A New Lens: Research Domain Criteria
Researchers from UCLA took a different approach. Rather than relying solely on clinical diagnoses in the NVDRS, they used the Research Domain Criteria (RDoC) framework. Developed by the National Institute of Mental Health, RDoC looks at psychological functioning across six broad domains:
- Negative valence (distress, hopelessness, anxiety)
- Positive valence (motivation, reward, substance use patterns)
- Social processes (relationships, belonging)
- Arousal processes (agitation, sleep disturbance)
- Cognitive systems (attention, memory, decision-making)
- Sensorimotor systems
Rather than asking “does this person have a diagnosis?”, RDoC asks: “in what ways was this person’s psychological functioning disrupted?”
To extract this from NVDRS death narratives, the researchers applied two machine learning methods. One was a token-based scoring system. The other was a large language model (LLM), the technology behind modern AI tools. Both had previously been validated against psychiatric inpatient records.
What the Research Found About Psychological Dysfunction and Suicide
The study analysed death records for 72,585 people who died by suicide in 2020 and 2021. These came from all 50 US states. The results were striking.
Using the LLM scoring method, more than 90% of suicide decedents showed at least one clinically significant RDoC domain score. This means evidence of dysfunction serious enough to require treatment. It was true in both law enforcement and coroner narratives.
Compare that to what the NVDRS had recorded: only 44.4% with any mental health disorder and only 27.9% described as currently depressed.
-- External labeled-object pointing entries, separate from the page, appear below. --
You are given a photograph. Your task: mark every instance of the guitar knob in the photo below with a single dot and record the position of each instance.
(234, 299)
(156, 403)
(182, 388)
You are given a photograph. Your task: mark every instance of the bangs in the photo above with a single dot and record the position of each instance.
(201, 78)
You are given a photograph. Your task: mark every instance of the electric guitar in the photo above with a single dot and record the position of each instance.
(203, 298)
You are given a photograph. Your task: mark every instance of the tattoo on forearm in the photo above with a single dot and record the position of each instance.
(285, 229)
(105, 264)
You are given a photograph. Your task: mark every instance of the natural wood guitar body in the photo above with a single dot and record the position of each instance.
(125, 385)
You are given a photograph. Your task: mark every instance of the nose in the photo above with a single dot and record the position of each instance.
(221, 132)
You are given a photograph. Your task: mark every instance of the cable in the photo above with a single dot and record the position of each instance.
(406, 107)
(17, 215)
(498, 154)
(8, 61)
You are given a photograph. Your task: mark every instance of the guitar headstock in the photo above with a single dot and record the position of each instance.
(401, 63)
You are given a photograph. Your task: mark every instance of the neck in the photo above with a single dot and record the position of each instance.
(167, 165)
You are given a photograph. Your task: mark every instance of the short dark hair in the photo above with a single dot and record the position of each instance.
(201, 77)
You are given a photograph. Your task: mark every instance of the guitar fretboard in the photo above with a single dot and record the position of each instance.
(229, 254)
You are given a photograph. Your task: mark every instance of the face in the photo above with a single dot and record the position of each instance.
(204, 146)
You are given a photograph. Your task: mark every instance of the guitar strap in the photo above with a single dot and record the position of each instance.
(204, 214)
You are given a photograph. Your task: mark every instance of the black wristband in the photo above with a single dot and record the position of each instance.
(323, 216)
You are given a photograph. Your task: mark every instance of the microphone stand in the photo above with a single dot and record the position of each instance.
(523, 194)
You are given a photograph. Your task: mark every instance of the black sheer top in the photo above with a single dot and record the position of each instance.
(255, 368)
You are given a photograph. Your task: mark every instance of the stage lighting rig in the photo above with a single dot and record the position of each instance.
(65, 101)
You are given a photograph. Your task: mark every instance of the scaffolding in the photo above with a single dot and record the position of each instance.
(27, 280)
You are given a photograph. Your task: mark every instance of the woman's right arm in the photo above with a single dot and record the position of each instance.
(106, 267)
The domains most frequently elevated were negative valence and arousal processes. These capture hopelessness, distress, anxiety, and agitation. These are emotional states that do not always lead to a formal diagnosis. Yet they are deeply relevant to suicide risk and mental health outcomes.
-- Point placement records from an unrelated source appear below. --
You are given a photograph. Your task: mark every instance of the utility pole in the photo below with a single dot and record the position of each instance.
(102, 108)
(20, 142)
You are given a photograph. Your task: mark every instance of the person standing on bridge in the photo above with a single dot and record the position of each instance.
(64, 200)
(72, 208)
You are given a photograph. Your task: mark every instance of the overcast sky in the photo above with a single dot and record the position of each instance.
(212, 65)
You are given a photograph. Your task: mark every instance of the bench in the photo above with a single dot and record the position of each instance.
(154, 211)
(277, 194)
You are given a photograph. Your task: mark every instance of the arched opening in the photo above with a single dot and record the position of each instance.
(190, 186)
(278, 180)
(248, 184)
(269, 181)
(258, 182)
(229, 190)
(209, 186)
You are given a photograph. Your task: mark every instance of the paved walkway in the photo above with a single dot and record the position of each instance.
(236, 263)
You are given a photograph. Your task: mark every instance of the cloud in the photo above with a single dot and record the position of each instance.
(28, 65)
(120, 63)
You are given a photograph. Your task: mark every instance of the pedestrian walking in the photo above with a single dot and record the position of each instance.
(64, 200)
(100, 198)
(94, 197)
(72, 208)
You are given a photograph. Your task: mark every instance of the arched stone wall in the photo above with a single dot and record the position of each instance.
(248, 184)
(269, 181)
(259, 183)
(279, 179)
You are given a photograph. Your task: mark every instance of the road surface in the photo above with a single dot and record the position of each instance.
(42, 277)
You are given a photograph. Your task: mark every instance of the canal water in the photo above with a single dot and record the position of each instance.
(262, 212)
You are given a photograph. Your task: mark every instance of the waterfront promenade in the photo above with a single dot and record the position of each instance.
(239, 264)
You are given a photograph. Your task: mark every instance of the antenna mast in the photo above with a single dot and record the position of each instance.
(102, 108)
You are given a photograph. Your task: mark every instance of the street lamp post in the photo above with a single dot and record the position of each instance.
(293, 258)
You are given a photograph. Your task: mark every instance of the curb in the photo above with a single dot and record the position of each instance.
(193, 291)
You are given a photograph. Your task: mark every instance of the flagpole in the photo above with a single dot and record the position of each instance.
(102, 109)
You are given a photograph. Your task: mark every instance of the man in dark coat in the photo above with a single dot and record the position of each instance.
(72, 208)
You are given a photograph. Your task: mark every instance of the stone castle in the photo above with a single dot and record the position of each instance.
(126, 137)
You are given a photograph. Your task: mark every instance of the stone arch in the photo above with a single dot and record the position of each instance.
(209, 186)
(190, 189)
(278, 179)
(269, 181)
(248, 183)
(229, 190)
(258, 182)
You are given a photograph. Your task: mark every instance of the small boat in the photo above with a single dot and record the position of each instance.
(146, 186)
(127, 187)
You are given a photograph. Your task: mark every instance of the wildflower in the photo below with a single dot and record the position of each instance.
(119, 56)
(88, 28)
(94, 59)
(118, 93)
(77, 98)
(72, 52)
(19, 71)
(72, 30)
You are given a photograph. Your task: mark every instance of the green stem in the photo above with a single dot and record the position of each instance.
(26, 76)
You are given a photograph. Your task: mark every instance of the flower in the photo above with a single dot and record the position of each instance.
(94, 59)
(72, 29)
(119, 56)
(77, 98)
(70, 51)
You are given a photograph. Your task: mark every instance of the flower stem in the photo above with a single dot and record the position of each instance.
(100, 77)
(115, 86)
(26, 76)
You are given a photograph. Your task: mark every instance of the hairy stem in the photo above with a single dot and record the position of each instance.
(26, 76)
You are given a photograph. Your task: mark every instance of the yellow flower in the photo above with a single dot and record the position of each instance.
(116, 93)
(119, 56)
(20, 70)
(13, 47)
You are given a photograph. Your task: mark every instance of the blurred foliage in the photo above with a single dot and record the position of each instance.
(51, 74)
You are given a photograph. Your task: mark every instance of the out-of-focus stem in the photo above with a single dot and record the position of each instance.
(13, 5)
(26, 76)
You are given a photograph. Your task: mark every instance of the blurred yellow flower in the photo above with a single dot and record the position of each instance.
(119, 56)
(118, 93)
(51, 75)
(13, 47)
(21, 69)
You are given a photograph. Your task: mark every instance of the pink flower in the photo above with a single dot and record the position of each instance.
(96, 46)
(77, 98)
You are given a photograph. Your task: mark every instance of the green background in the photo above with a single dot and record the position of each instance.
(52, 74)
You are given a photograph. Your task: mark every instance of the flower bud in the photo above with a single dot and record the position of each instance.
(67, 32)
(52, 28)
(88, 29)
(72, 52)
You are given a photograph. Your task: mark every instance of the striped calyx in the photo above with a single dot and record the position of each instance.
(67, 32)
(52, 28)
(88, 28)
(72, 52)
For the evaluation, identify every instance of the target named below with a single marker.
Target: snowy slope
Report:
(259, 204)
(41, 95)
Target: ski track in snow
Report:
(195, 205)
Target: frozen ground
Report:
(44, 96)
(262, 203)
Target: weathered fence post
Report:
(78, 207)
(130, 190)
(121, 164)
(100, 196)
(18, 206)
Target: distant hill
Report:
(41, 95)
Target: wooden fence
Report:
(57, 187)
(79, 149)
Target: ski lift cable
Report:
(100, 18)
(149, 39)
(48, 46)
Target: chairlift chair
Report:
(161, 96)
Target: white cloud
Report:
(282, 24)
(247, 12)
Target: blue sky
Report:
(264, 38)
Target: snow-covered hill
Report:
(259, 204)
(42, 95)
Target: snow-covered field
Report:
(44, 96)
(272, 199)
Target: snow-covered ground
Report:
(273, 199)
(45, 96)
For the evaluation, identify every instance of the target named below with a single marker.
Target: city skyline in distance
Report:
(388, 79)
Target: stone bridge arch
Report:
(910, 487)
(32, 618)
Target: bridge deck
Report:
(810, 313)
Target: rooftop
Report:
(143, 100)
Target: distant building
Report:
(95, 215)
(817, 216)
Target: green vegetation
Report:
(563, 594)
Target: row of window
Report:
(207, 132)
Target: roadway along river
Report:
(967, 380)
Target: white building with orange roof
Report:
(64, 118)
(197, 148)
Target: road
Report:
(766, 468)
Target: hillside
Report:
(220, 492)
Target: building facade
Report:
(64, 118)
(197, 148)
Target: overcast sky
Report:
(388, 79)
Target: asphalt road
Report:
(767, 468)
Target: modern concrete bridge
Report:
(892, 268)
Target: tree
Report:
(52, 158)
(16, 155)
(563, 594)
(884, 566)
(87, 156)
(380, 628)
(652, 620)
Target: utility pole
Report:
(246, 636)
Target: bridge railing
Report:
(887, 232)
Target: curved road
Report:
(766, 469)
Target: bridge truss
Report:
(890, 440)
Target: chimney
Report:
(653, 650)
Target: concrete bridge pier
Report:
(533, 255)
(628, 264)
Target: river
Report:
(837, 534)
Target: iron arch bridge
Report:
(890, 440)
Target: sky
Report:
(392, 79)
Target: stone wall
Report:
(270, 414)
Female decedents and younger decedents showed consistently higher levels of dysfunction across most domains. Among younger adults aged 25 to 44, clinically relevant arousal process dysfunction appeared in around 65% of law enforcement narratives. Among those aged 65 and over, this figure dropped to around 41%. Even so, dysfunction remained widespread in that older group.
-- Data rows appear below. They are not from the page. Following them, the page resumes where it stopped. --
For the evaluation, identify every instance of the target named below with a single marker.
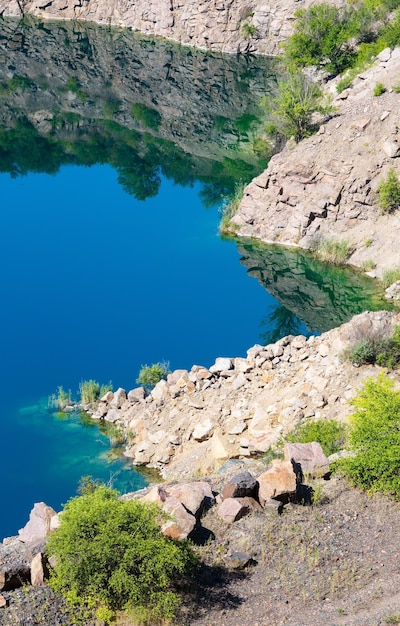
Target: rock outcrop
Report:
(193, 422)
(326, 185)
(224, 25)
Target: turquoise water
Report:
(116, 155)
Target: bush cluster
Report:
(374, 438)
(150, 375)
(384, 351)
(111, 556)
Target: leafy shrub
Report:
(91, 390)
(111, 555)
(384, 351)
(150, 375)
(374, 438)
(147, 115)
(379, 89)
(329, 433)
(290, 111)
(333, 251)
(389, 193)
(60, 399)
(324, 35)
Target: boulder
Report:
(278, 482)
(203, 430)
(232, 509)
(181, 523)
(309, 456)
(38, 526)
(119, 398)
(240, 485)
(37, 570)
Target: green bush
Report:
(333, 251)
(111, 556)
(329, 433)
(379, 89)
(150, 375)
(290, 111)
(389, 193)
(390, 276)
(374, 438)
(91, 390)
(324, 35)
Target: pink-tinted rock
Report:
(38, 526)
(310, 456)
(279, 482)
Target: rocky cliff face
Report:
(224, 25)
(325, 186)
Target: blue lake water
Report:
(116, 155)
(95, 284)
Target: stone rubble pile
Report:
(189, 424)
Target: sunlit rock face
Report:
(224, 25)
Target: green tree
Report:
(324, 35)
(111, 555)
(292, 109)
(374, 438)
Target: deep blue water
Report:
(95, 284)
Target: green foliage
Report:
(389, 193)
(111, 556)
(324, 35)
(290, 112)
(333, 251)
(379, 89)
(382, 350)
(60, 399)
(150, 375)
(91, 390)
(147, 115)
(374, 438)
(329, 433)
(390, 276)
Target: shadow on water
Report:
(318, 295)
(74, 93)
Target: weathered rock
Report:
(232, 509)
(309, 456)
(182, 522)
(37, 570)
(278, 482)
(240, 485)
(118, 398)
(203, 431)
(38, 526)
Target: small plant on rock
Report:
(389, 193)
(150, 375)
(379, 89)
Substance Use and Psychological Dysfunction and Suicide
One finding deserves particular attention. The RDoC framework links positive valence dysfunction directly to substance use patterns and their effects on reward processing. This dysfunction was significantly more common among decedents than standard NVDRS alcohol and drug measures suggested.
The standard NVDRS measure recorded problematic alcohol or drug use in 27.5% of decedents. But RDoC positive valence dysfunction, which captures disrupted reward and motivation, showed clinically relevant levels in around 31 to 41% of decedents.
Substance use does not just create health risks in isolation. It fundamentally alters how people experience reward, motivation, and relief from distress. It reshapes emotional life in ways that heighten vulnerability. That connection is essential to understand.
Why This Changes the Conversation
The traditional approach to suicide prevention has often focused on identifying people with a clinical diagnosis. If someone has a recorded diagnosis of depression or an anxiety disorder, systems are more likely to flag them for intervention. But a large proportion of people who die by suicide do not have that flag.
The RDoC approach offers a different way in. By looking at how someone is actually functioning, it is possible to detect risk that a diagnosis alone would miss.
This is especially relevant for men. Men made up 80.6% of decedents in this study. They were consistently less likely than women to have formal mental health diagnoses recorded. The suffering was still there. It was simply less likely to have been named.